Maman! Achète-moi un joli pénis!
Cette phrase est sortie mot pour mot (traduction libre du malgache) de la bouche de ma petite fille âgée de deux ans et demi. Et ce, après avoir vu trois petits garçons issus de la famille proche fraîchement circoncis. Sur le moment, j’ai été prise au dépourvu. Alors je lui ai fait un beau sourire et lui ai répondu par l’affirmatif. Du haut de ses cinq ans, ma fille ainée s’est alors lancée dans une explication scientifique sur la différence entre les sexes et avait soulevé qu’on ne peut pas acheter, ni « installer » un pénis sur les petites filles. Cette anecdote m’a fait sourire pendant quelques jours, et je l’ai d’ailleurs partagé avec mes proches.
Mais aujourd’hui, cette phrase m’interpelle sur les questions de genre à Madagascar, et ses relations avec la circoncision. Pourquoi ma fille m’a-t-elle fait une telle demande ? Paradoxalement, ne devrait-elle pas être effrayée par ces plaies sanglantes et gonflées ? Que non ! Parce qu’elle a vu tous les préparatifs auxquels nous nous sommes livrés avant et pendant la circoncision. Les petits garçons sont de véritables petits rois avant et après l’opération : festivités, allusions à peine masquées sur leur virilité future et le rôle qu’ils auront à jouer dans la société (Lahy ialahy anio !), fierté des parents, et de surcroit les cadeaux et jouets qui ne manquent pas en pareilles occasions. Quelle leçon les petites filles tirent-elles de cette situation ? A quel moment les petites filles malgaches peuvent-elles bénéficier d’une telle attention ?

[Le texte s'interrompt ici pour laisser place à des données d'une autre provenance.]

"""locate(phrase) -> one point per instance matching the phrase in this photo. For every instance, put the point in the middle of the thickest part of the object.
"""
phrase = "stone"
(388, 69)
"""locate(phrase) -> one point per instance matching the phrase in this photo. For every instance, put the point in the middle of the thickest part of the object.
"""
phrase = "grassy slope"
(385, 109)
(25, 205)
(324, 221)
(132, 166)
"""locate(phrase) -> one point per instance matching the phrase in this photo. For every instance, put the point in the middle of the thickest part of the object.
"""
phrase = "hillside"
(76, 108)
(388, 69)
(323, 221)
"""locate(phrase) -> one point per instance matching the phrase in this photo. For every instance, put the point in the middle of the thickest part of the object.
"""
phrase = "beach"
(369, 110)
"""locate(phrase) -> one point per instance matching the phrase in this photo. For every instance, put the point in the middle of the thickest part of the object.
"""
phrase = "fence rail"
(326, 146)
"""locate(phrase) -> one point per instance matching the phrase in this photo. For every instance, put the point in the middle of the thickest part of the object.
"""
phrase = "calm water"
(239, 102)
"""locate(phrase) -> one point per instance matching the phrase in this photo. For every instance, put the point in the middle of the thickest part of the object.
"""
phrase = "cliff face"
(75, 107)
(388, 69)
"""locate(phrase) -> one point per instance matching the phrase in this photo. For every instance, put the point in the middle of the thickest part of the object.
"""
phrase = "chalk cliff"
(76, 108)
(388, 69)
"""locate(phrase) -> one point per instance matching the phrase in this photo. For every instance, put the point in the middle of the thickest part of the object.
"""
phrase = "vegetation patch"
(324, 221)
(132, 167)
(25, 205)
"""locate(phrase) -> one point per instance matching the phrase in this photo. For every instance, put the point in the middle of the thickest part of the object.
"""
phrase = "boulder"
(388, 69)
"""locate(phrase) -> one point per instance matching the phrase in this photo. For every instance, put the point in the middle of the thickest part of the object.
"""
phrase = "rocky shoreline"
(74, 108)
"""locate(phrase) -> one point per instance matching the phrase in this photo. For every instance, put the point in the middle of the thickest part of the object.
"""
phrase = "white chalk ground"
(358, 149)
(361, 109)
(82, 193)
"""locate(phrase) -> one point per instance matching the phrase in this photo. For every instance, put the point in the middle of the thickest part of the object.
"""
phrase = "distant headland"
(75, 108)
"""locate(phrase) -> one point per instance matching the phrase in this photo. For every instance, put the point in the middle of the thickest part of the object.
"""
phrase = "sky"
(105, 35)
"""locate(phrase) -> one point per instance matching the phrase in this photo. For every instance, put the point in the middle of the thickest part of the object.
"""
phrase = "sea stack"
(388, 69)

Je n’ai rien contre nos traditions. Je suis moi-même parmi ceux qui, de peur d’une conséquence désastreuse souvent irrationnelle, se plient à quelques règles aux origines et significations souvent ignorées : brûler et enjamber un morceau de papier après avoir assisté à des funérailles ou à une présentation de condoléances, brûler le « senasena » quand le bébé pleure sans raison la nuit, éviter de passer sous une échelle pendant la grossesse…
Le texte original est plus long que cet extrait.